YosysHQ / yosys

Yosys Open SYnthesis Suite
https://yosyshq.net/yosys/
ISC License
3.37k stars 874 forks source link

ASTNode::simplify has supralinear performance with deep nesting of expressions #4562

Open whitequark opened 3 weeks ago

whitequark commented 3 weeks ago

Version

Yosys 0.39+1 (git sha1 f7153573c, ccache clang++ 14.0.6 -O0 -fPIC)

On which OS did this happen?

Linux

Reproduction Steps

Run yosys stackoverflow.v -p hierarchy while commenting out some of the 512 levels of nesting (with stackoverflow.v being the example from https://github.com/YoWASP/yosys/issues/37) and observe time plus stack usasge, for example with valgrind --tool=drd --main-stacksize=16777216 --show-stack-usage=yes.

Expected Behavior

Time is linear in input size.

Actual Behavior

Time is quadratic in input size:

Screenshot_20240822_190839

(link to the spreadsheet)

LibreOffice Calc provides the following polynomial fit:

Screenshot_20240822_190905

Also, using 24.5K per nesting level seems excessive and results in issues such as https://github.com/YoWASP/yosys/issues/37.

widlarizer commented 3 weeks ago

using 24.5K per nesting level

I ran massif on stackoverflow.v. In the peak snapshot, I can see

92.53% (3,345,110B) (heap allocation functions) malloc/new/new[], --alloc-fns, etc.
->32.73% (1,183,104B) 0x720AB4: Yosys::AST::AstNode::clone() const (frontends/ast/ast.cc:253)
| ->32.69% (1,181,664B) 0x720BB7: Yosys::AST::AstNode::clone() const (frontends/ast/ast.cc:256)
| | ->32.63% (1,179,648B) 0x720BB7: Yosys::AST::AstNode::clone() const (frontends/ast/ast.cc:256)

and so on, there's a lot of deep copies of nodes. There's also a lot of memory spent on parser-constructed AstNodes. Edited massif.log. The sizeof(AstNode) is 288B according to a dump I did some weeks back. This means we need 85 AstNodes per ternary nesting level.

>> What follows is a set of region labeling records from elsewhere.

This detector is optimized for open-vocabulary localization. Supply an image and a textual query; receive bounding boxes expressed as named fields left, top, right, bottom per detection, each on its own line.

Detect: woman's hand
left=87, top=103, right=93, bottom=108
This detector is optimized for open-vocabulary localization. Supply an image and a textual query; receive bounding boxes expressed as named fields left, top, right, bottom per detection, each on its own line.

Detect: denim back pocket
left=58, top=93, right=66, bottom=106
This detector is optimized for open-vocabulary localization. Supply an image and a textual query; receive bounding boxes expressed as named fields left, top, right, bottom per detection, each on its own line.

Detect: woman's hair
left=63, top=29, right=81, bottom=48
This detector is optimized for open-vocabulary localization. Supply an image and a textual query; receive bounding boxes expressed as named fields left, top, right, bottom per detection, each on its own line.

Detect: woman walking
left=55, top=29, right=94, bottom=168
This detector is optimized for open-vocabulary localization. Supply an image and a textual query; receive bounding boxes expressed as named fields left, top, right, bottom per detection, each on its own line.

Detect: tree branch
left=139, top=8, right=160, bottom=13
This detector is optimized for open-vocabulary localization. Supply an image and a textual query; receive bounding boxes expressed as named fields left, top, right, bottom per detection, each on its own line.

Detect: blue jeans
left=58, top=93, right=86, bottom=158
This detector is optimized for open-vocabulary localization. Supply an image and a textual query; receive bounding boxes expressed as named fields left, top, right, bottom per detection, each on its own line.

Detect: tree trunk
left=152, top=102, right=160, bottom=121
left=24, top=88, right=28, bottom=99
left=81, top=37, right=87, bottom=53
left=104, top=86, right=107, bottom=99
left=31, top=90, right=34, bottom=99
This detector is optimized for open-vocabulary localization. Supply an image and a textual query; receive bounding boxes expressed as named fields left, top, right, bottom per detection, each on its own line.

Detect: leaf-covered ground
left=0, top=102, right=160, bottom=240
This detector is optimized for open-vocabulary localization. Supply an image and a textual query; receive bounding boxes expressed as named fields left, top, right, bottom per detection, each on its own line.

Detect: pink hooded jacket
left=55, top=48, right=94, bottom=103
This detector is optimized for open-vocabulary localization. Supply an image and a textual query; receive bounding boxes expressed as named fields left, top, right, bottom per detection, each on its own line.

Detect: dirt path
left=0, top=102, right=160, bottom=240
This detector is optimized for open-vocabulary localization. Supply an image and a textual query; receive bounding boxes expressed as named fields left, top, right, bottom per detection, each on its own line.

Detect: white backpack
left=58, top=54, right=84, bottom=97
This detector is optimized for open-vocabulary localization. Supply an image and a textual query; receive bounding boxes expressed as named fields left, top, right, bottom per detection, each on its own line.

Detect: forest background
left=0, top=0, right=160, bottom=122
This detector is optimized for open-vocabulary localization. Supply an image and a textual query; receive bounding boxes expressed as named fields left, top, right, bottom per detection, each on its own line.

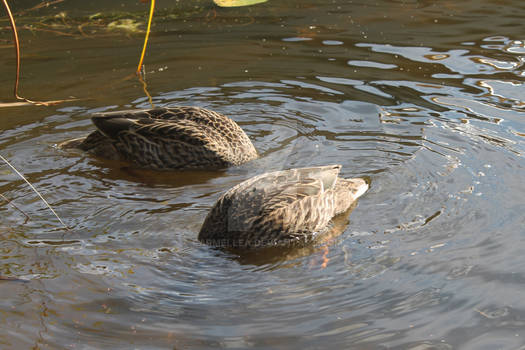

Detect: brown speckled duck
left=59, top=107, right=257, bottom=169
left=199, top=165, right=368, bottom=248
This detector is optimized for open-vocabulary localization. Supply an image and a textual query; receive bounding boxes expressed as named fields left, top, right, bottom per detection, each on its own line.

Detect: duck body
left=60, top=107, right=257, bottom=169
left=199, top=165, right=368, bottom=248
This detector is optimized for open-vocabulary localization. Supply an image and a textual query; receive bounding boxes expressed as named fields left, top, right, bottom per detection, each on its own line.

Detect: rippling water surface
left=0, top=0, right=525, bottom=349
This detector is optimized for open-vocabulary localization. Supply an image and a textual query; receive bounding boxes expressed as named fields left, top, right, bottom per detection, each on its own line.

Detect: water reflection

whitequark commented 3 weeks ago

That's 24.5K of stack memory, not heap memory. (I'm sure heap use isn't great either, but that's not what I'm talking about.)

You only get 1M of stack on Windows and macOS, so beyond 80 levels or so Yosys crashes.

widlarizer commented 3 weeks ago

...right, of course. valgrind --tool=massif --heap=no --stacks=yes ./yosys garbage/stackoverflow.v -p "hierarchy" says we get up to 1,335,808 bytes of stack, but can't attribute it to its sources. perf shows that AstNode::detectSignWidthWorker takes up 90% of the runtime.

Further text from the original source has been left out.